Adam Haas Tarr atarr at ecn.purdue.edu
Wed Oct 29 13:29:02 PST 2003


>I think they want something more distilled and that instantly communicates, 
>as does a bar graph of scores.  If I take a quick look at a vote matrix, it 
>doesn't really communicate very much to me.  This is not because I am 
>stupid or don't understand what the matrix represents (obviously I do), its 
>just that a table of numbers is not very easy to take in in any meaningful 
>way to visually oriented people.  If I have trouble instantly digesting a 
>matrix, I expect that mainstream uses will have *much* more trouble.

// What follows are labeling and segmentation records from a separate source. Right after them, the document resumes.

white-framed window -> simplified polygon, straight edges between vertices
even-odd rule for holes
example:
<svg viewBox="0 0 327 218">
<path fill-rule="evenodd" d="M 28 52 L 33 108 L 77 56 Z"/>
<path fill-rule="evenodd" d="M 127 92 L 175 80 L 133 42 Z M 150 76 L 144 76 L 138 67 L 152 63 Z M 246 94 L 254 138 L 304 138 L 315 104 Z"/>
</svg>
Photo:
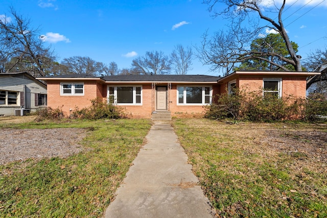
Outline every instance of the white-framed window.
<svg viewBox="0 0 327 218">
<path fill-rule="evenodd" d="M 109 86 L 108 103 L 118 105 L 142 105 L 142 86 Z"/>
<path fill-rule="evenodd" d="M 282 79 L 264 79 L 263 95 L 273 95 L 282 97 Z"/>
<path fill-rule="evenodd" d="M 177 105 L 205 105 L 212 101 L 211 86 L 177 86 Z"/>
<path fill-rule="evenodd" d="M 0 90 L 0 105 L 17 105 L 18 92 Z"/>
<path fill-rule="evenodd" d="M 84 95 L 84 83 L 60 83 L 61 95 Z"/>
<path fill-rule="evenodd" d="M 228 94 L 233 94 L 235 92 L 235 89 L 236 88 L 236 80 L 234 80 L 230 82 L 228 82 Z"/>
<path fill-rule="evenodd" d="M 37 93 L 35 94 L 35 98 L 37 98 L 37 104 L 35 104 L 36 106 L 46 106 L 48 105 L 46 94 Z"/>
</svg>

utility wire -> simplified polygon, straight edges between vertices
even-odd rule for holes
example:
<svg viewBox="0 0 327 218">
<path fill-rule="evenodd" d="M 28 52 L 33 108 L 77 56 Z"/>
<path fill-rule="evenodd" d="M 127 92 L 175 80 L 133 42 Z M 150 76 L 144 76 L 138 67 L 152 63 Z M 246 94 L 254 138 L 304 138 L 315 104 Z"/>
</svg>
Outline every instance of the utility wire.
<svg viewBox="0 0 327 218">
<path fill-rule="evenodd" d="M 321 39 L 322 38 L 324 38 L 324 37 L 325 37 L 325 36 L 323 36 L 323 37 L 320 37 L 320 38 L 319 38 L 319 39 L 316 39 L 315 40 L 313 41 L 312 41 L 311 42 L 310 42 L 310 43 L 309 43 L 307 44 L 306 45 L 303 45 L 303 46 L 301 46 L 301 47 L 299 47 L 299 49 L 302 49 L 303 47 L 305 47 L 305 46 L 306 46 L 307 45 L 309 45 L 309 44 L 312 44 L 313 43 L 314 43 L 314 42 L 316 42 L 317 41 L 318 41 L 318 40 L 320 40 L 320 39 Z"/>
<path fill-rule="evenodd" d="M 308 2 L 306 4 L 305 4 L 305 5 L 303 5 L 303 6 L 302 6 L 301 7 L 300 7 L 300 8 L 299 8 L 298 9 L 297 9 L 296 11 L 294 11 L 292 14 L 291 14 L 290 15 L 289 15 L 288 17 L 286 17 L 285 19 L 284 19 L 283 21 L 285 21 L 286 19 L 288 18 L 289 17 L 290 17 L 291 16 L 293 15 L 294 14 L 295 14 L 295 13 L 297 12 L 298 11 L 299 11 L 300 10 L 302 9 L 303 7 L 306 7 L 308 4 L 309 4 L 310 3 L 311 3 L 311 2 L 312 2 L 313 0 L 311 0 L 310 2 Z"/>
<path fill-rule="evenodd" d="M 324 1 L 325 1 L 326 0 L 322 0 L 322 1 L 321 1 L 319 4 L 317 4 L 317 5 L 316 5 L 315 7 L 314 7 L 313 8 L 311 8 L 310 10 L 309 10 L 309 11 L 308 11 L 307 12 L 306 12 L 306 13 L 305 13 L 304 14 L 302 14 L 301 16 L 300 16 L 299 17 L 298 17 L 297 18 L 295 19 L 295 20 L 294 20 L 293 21 L 292 21 L 292 22 L 291 22 L 290 23 L 289 23 L 288 25 L 287 25 L 286 26 L 285 26 L 285 27 L 287 27 L 289 26 L 290 26 L 290 25 L 291 25 L 292 23 L 293 23 L 293 22 L 294 22 L 295 21 L 297 20 L 298 19 L 299 19 L 300 18 L 302 17 L 305 14 L 307 14 L 307 13 L 308 13 L 309 11 L 311 11 L 312 10 L 313 10 L 313 9 L 314 9 L 315 8 L 316 8 L 316 7 L 317 7 L 318 5 L 319 5 L 320 4 L 321 4 L 321 3 L 322 3 L 323 2 L 324 2 Z M 312 1 L 312 0 L 311 0 L 311 1 Z M 311 2 L 310 1 L 310 2 Z M 309 2 L 309 3 L 310 2 Z M 306 5 L 308 5 L 309 3 L 307 3 L 307 4 L 306 4 Z M 295 12 L 294 12 L 295 13 Z M 293 13 L 294 14 L 294 13 Z M 289 17 L 289 16 L 287 17 Z"/>
</svg>

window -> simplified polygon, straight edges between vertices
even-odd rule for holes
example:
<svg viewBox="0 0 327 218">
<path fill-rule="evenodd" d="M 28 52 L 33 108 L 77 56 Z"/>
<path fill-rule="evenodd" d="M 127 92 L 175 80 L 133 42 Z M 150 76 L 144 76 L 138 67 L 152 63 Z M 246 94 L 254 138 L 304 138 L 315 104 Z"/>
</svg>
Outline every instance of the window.
<svg viewBox="0 0 327 218">
<path fill-rule="evenodd" d="M 37 105 L 35 106 L 45 106 L 46 105 L 46 94 L 37 94 Z"/>
<path fill-rule="evenodd" d="M 281 79 L 264 79 L 263 83 L 264 98 L 268 95 L 282 97 Z"/>
<path fill-rule="evenodd" d="M 108 86 L 108 103 L 117 105 L 141 105 L 142 86 Z"/>
<path fill-rule="evenodd" d="M 236 80 L 233 80 L 228 82 L 228 94 L 233 94 L 236 88 Z"/>
<path fill-rule="evenodd" d="M 178 86 L 178 105 L 205 105 L 211 103 L 212 91 L 211 87 Z"/>
<path fill-rule="evenodd" d="M 62 95 L 83 95 L 83 83 L 61 83 Z"/>
<path fill-rule="evenodd" d="M 0 105 L 17 105 L 18 96 L 16 91 L 0 90 Z"/>
</svg>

I agree.  I think the limit of what I can digest quickly and visually would be a 
directed graph.  This could be a very nice way to display scores - you could 
arrange things so that defeats point down whenever possible, so that the Smith 
set would be at the top, and the Condorcet losers would be at the bottom.

That said, I still think this is probably too much detail for the average 
CNN.com user.  There could be a link to "verbose results" that displayed things 
this way, and perhaps a link to "even more verbose results" that displayed the 
pairwise matrix.

>If it can be 
>linearized in a reasonable way, I believe it can be done such that each 
>candidate has not only an order, but a scalar dimension, i.e. a score -- in 
>an equally reasonable way, that does not conflict with the ordering.  Maybe 
>this is a naive leap of logic (or maybe intuition) on my part, but I have 
>yet to see an argument which leads me to believe otherwise.

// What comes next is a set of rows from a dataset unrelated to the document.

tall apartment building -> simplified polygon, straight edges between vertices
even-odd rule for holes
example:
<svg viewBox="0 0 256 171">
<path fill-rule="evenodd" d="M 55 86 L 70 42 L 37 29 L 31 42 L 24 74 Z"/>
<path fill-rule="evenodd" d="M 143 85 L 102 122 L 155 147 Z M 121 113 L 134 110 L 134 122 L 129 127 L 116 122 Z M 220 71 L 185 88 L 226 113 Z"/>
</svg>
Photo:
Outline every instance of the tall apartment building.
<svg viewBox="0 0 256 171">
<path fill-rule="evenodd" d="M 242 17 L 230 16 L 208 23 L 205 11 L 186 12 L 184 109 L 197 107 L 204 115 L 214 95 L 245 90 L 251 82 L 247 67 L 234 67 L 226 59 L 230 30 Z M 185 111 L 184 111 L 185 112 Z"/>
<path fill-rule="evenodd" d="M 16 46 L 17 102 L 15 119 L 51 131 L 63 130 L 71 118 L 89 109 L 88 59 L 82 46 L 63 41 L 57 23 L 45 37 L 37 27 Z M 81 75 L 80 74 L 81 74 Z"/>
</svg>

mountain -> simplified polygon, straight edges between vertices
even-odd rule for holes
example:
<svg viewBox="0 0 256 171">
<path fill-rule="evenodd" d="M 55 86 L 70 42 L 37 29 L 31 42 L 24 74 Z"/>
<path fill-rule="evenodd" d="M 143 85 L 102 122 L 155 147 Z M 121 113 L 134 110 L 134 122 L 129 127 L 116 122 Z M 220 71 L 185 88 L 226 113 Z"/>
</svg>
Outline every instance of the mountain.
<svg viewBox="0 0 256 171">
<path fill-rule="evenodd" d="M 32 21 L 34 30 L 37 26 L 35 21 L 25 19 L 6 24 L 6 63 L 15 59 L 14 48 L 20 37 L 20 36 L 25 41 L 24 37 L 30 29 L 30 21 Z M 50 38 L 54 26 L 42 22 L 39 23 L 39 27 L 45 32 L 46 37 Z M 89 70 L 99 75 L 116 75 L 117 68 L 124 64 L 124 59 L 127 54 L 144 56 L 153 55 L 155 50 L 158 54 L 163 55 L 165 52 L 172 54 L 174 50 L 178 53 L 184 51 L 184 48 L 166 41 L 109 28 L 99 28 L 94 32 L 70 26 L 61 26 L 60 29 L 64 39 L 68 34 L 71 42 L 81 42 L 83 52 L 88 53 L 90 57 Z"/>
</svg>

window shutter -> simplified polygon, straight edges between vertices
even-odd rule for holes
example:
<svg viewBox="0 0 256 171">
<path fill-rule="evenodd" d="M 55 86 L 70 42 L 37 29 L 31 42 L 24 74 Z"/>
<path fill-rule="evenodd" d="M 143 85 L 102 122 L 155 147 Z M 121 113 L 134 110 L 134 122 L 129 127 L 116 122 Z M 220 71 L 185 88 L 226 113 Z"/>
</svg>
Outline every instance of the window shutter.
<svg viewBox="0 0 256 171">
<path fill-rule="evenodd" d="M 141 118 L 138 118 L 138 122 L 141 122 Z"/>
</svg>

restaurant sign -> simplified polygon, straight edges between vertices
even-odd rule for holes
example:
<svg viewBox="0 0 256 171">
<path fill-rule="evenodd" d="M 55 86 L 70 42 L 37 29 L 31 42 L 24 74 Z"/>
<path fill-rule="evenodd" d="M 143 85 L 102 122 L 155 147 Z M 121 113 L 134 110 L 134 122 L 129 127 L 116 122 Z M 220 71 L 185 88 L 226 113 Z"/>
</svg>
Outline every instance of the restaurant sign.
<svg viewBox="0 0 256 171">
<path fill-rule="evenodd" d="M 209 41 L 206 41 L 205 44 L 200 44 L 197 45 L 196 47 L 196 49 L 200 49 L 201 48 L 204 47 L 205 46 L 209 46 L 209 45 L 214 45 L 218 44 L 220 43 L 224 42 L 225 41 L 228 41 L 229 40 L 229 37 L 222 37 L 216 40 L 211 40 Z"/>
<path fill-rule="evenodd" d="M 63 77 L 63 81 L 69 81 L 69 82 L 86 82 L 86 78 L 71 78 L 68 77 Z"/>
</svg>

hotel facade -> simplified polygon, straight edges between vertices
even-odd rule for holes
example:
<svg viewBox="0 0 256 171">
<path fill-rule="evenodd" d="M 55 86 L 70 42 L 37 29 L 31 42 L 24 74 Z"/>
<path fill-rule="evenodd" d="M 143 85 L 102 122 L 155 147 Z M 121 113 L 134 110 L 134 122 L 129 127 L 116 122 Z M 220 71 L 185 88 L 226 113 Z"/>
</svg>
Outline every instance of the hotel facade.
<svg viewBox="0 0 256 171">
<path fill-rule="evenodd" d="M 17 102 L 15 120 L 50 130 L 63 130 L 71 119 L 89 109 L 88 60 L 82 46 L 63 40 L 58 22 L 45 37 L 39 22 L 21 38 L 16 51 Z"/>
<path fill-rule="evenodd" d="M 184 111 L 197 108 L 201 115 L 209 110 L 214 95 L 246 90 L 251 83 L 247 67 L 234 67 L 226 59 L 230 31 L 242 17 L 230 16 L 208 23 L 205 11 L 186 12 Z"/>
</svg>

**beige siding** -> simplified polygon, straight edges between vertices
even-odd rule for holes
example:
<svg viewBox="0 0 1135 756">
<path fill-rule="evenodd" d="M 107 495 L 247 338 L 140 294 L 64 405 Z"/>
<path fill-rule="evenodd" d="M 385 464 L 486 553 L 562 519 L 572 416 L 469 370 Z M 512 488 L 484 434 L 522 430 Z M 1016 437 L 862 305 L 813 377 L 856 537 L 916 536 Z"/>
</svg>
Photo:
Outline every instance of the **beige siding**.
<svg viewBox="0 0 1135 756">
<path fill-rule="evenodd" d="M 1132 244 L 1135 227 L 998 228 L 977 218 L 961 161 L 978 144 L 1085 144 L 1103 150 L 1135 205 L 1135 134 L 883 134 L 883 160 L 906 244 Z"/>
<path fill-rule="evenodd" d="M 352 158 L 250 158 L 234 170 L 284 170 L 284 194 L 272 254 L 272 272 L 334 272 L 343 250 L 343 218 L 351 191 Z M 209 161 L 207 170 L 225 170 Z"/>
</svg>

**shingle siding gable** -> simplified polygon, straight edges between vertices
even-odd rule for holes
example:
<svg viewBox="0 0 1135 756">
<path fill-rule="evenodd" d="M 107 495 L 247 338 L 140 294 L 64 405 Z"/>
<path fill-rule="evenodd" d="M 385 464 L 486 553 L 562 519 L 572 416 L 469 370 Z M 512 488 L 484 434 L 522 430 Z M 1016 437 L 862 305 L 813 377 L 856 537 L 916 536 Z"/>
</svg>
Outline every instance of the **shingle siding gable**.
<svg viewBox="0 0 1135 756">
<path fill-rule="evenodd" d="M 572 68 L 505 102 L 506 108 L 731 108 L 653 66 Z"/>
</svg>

Well, finding a set of scores that reflect the way the election was decided is 
not hard.  For example, using beatpath scores of each loser against the winner 
works.  The real trick is finding a set of scores that convey information you 
actually care about.

I maintain that the best such score would be each candidate's pairwise vote 
total against the winner, and the winner's pairwise vote total against the 
losing candidate with the highest score.  If such an approach led to a losing 
candidate having a higher score than the winner, then I would fall back on 
beatpaths, as I (eventually) explained in my other post(s).